Similarly, in The Agamemnon [1998] CLC Rep 106 an NOR which was served prematurely, i.e. before the vessel had actually arrived at the port, was invalid and would not become valid once the vessel arrived at the designated area, notwithstanding that the vessel was otherwise ready and in all other ways fit to load/discharge cargo. NOR was therefore invalid and could not serve to trigger the commencement of laytime.

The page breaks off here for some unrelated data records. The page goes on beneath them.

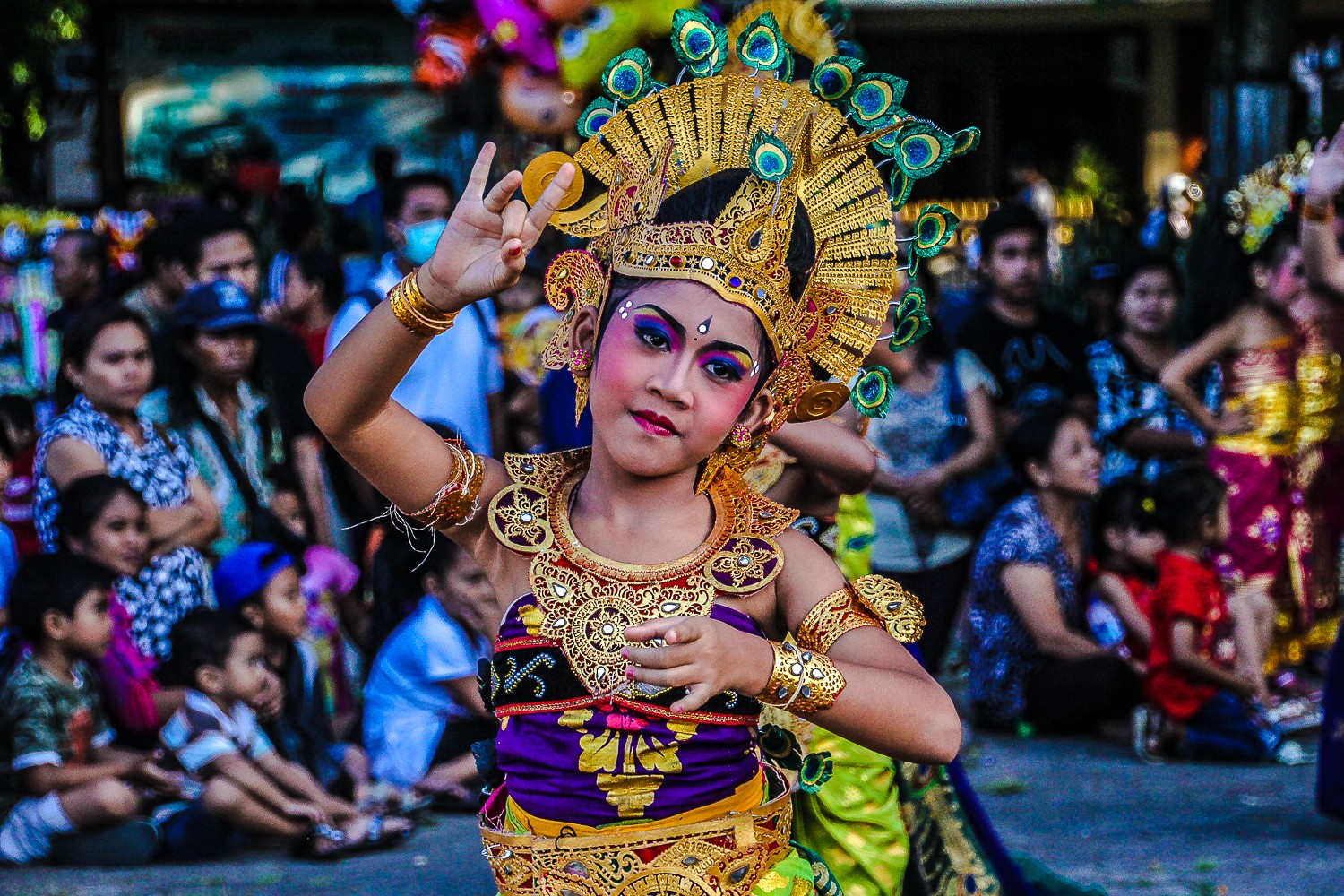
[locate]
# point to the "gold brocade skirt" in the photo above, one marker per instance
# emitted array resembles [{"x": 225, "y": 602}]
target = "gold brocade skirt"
[{"x": 734, "y": 855}]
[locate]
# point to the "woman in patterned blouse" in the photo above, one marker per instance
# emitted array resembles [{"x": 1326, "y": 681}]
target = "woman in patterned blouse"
[
  {"x": 107, "y": 371},
  {"x": 1032, "y": 659},
  {"x": 1142, "y": 432}
]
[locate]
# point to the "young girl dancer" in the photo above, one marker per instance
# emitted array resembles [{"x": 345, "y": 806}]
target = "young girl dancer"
[{"x": 741, "y": 254}]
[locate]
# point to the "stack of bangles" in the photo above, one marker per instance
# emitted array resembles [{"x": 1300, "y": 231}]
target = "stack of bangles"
[
  {"x": 460, "y": 498},
  {"x": 413, "y": 309},
  {"x": 803, "y": 681}
]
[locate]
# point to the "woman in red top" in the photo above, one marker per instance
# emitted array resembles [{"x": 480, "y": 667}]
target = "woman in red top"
[
  {"x": 1207, "y": 708},
  {"x": 314, "y": 288}
]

However, in The Petr Schmidt [1998] 2 Lloyd's Rep. 1 the Court of Appeal confirmed that a vessel that had arrived at its designated area and was in a state of readiness, but tendered NOR non-contractually (i.e. out of office hours) then the NOR was valid and became effective the next day, on the basis that the NOR contained accurate statements of existing fact, which remained accurate at the time the NOR was received by charterers. Therefore the NOR was tendered in a non-contractual manner but was not invalid.

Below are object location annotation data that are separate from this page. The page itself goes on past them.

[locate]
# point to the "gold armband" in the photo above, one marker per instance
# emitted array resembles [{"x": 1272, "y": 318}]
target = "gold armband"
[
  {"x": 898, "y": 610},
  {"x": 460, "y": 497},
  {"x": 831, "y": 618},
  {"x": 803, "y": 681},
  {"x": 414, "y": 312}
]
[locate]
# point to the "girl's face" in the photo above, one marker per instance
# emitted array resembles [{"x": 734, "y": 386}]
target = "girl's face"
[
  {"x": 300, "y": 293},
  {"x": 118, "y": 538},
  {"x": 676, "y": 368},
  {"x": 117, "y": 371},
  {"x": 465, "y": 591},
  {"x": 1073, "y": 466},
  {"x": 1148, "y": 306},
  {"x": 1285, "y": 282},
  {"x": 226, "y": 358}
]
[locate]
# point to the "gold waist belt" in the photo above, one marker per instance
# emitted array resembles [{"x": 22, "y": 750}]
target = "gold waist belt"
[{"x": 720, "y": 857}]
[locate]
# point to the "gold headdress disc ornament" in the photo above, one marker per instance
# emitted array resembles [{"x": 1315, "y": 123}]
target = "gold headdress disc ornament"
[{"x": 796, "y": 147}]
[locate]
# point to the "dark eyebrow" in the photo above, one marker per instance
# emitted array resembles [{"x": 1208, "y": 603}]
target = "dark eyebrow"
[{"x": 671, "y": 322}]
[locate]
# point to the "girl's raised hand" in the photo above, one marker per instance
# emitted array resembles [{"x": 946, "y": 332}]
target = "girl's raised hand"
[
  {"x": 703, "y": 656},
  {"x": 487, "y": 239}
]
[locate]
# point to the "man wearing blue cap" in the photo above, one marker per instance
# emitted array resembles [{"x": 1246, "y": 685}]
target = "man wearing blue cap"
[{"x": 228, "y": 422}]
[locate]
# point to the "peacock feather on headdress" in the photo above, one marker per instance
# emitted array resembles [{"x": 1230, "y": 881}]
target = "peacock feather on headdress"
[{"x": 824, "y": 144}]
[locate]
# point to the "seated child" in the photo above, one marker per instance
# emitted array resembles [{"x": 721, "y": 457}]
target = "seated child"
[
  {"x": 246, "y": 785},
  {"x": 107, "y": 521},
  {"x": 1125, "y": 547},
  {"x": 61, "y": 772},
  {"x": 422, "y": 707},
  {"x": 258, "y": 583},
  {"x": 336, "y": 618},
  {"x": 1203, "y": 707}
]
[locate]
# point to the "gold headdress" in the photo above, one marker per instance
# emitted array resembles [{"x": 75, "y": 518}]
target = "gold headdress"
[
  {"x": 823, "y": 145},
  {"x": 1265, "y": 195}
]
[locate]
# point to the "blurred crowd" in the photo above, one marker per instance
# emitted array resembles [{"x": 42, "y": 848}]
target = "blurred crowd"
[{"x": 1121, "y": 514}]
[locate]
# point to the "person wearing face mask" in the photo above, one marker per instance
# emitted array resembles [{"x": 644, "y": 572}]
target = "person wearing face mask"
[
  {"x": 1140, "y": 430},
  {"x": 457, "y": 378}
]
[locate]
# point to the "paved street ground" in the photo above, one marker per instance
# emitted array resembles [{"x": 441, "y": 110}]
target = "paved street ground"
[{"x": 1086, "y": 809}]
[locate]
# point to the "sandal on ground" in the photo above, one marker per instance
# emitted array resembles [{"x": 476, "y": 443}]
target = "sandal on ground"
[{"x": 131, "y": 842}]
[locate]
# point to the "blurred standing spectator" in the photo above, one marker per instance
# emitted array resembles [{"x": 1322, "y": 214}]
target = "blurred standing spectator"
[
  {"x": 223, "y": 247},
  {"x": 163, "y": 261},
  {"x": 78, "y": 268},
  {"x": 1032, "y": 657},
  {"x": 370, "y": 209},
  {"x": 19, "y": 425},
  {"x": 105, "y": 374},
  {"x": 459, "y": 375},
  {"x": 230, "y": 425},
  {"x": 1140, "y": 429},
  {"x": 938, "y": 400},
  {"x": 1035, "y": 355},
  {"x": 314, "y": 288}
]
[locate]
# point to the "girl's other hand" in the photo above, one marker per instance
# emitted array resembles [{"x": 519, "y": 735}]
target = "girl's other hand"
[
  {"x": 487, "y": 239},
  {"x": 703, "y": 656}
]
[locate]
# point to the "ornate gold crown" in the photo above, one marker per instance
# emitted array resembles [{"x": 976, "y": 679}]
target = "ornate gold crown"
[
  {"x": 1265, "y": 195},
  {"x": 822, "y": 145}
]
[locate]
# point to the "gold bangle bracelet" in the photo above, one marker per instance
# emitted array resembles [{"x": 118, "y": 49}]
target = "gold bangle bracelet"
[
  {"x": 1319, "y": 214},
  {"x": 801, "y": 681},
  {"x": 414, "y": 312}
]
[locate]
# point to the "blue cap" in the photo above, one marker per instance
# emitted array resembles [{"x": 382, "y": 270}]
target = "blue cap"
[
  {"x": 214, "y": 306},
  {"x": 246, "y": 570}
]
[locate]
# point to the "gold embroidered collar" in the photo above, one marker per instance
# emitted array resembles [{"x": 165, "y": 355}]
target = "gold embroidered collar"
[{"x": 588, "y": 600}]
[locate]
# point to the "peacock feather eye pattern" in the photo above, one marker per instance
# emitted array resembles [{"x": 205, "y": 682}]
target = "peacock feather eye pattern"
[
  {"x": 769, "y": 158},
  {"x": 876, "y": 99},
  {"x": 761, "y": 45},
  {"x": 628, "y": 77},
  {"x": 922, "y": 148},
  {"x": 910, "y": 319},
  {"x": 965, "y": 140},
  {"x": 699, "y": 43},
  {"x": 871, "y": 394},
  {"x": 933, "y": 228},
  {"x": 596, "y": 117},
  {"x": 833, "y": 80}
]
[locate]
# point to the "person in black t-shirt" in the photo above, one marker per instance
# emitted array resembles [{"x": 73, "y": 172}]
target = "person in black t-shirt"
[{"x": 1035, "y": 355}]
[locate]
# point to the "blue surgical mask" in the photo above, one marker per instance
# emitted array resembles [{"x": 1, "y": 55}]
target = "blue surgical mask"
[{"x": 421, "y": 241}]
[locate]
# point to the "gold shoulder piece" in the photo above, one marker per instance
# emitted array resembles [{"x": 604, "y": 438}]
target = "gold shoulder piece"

Given that an invalid NOR will not trigger the commencement of laytime, the consequences of invalidity can be serious.  However, a charterer may be found to have accepted an otherwise invalid notice on the basis of the legal doctrines of waiver and estoppel. In The Happy Day [2002] EWCA 1068 the Court of Appeal held that laytime commenced notwithstanding tendering of an invalid (premature) NOR when cargo operations commenced because charterers' knowledge that the vessel was ready and their assent to commence discharging operations was sufficient to give rise to a waiver of the requirement to give valid NOR. In The Shackleford [1978] 1 Lloyd's Rep 191 an invalid NOR was deemed accepted by charterers when charterers endorsed it with the word "accepted"  having full knowledge of the defect. In those circumstances charterers were estopped from relying on the invalidity of the NOR.

Given the above complexities,  if there is any doubt about the validity of the first NOR, a shipowner would be well advised to serve multiple further NOR's without prejudice to the validity of the first NOR.

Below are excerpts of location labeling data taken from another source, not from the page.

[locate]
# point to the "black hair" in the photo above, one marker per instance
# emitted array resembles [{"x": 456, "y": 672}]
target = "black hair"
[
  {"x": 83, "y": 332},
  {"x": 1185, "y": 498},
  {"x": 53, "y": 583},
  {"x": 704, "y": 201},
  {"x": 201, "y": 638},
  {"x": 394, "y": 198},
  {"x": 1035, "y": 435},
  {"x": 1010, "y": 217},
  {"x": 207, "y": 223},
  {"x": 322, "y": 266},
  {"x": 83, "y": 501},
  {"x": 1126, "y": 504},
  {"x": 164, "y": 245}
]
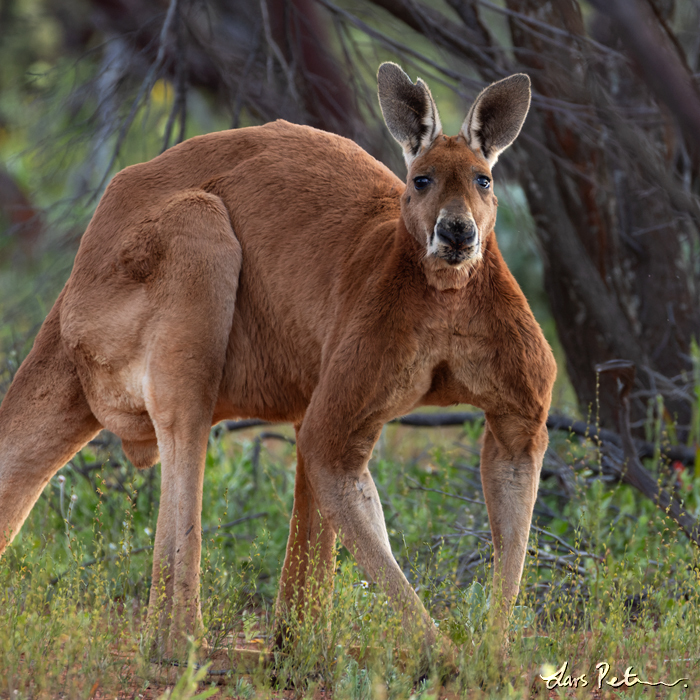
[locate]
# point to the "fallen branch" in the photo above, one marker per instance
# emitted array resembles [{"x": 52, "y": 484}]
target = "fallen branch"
[
  {"x": 644, "y": 449},
  {"x": 625, "y": 463}
]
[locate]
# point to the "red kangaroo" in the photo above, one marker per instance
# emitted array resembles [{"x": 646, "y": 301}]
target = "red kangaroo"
[{"x": 282, "y": 273}]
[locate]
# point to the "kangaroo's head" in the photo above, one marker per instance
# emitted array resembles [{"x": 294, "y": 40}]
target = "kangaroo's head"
[{"x": 449, "y": 205}]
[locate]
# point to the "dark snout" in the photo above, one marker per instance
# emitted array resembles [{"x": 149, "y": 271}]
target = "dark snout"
[{"x": 458, "y": 234}]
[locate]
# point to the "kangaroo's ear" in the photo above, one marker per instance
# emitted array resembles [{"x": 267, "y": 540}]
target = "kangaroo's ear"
[
  {"x": 409, "y": 110},
  {"x": 497, "y": 116}
]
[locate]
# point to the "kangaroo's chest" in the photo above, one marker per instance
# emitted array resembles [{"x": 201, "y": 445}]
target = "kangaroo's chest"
[{"x": 453, "y": 363}]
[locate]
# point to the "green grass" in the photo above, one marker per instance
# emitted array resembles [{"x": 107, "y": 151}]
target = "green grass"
[{"x": 609, "y": 579}]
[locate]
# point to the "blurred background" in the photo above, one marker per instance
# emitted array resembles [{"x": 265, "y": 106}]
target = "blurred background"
[
  {"x": 599, "y": 220},
  {"x": 599, "y": 206}
]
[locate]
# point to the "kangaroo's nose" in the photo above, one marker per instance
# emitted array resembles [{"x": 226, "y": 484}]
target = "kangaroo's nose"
[{"x": 458, "y": 234}]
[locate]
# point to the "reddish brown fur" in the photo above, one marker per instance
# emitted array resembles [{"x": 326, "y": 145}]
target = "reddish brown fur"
[{"x": 280, "y": 272}]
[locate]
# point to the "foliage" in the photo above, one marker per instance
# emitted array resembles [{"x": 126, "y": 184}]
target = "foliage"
[{"x": 608, "y": 578}]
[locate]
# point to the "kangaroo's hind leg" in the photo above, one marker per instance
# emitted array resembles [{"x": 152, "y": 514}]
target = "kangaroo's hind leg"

As mentioned at the outset, the law relating to the commencement of laytime is expansive and not straightforward. Disputes relating to issues of commencement of laytime are common. The above points represent only a short summary of the primary principles and case law. When considering issues relating to the commencement of laytime, it is of fundamental importance that the terms of the charter are carefully checked and, where appropriate, advice sought from your P&I Club.